GENS shares are down 11% since the group reported its 2Q results in Aug.
In an interview with Samsung Asean Equity Fund, the fund guides that given the recent wave of earnings downgrade, it could still be too early to buy into the stock, adding that GENS trades at a 20% premium to Singapore’s stock market, giving leeway for further downside.
The fund which has outperformed 96% of its peers over the last five years disclosed that it had sold GENS after its 2Q results, and would consider buying it back should its shares fall to around the $1.00 mark.
Separately, GENS expansion plans to develop a US$2.2b casino in South Korea's Jeju Island, has run into delays, pending review by the new local governor, which may take at least six months to a year.
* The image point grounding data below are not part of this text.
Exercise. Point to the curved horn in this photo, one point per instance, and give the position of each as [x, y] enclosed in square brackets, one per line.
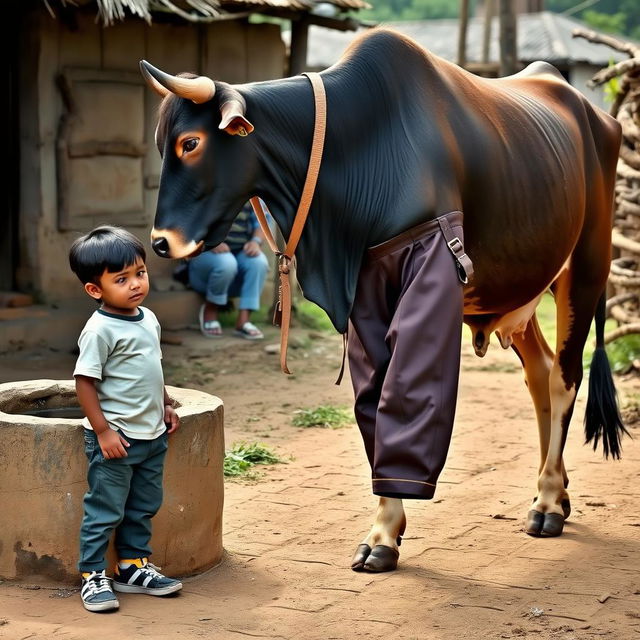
[198, 90]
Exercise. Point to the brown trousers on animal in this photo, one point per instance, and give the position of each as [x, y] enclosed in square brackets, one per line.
[404, 357]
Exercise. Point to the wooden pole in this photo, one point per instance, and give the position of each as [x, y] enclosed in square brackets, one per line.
[462, 34]
[299, 46]
[486, 33]
[508, 39]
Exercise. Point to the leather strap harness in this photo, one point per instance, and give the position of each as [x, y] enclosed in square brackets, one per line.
[282, 314]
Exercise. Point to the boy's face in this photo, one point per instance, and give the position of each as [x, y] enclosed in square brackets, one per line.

Furthermore, the highly anticipated gaming venture in Japan is still a long way off with a host of licensing and regulatory hurdles (location, corporate structure, tax issue, social curbs) yet to be ironed out. Even if GENS manages to obtain the gaming license against the other big boys, operations are expected to only commence in 2020 at the earliest.
Going forward, Maybank-KE expects the next few quarters to remain weak, particularly if GENS cuts back on credit to Chinese VIPs, and ends up ceding volume share to Marina Bay Sands.
Overall, the street has 13 Buy, 7 Hold and 3 sell rating on GENS with a consensus TP of $1.42.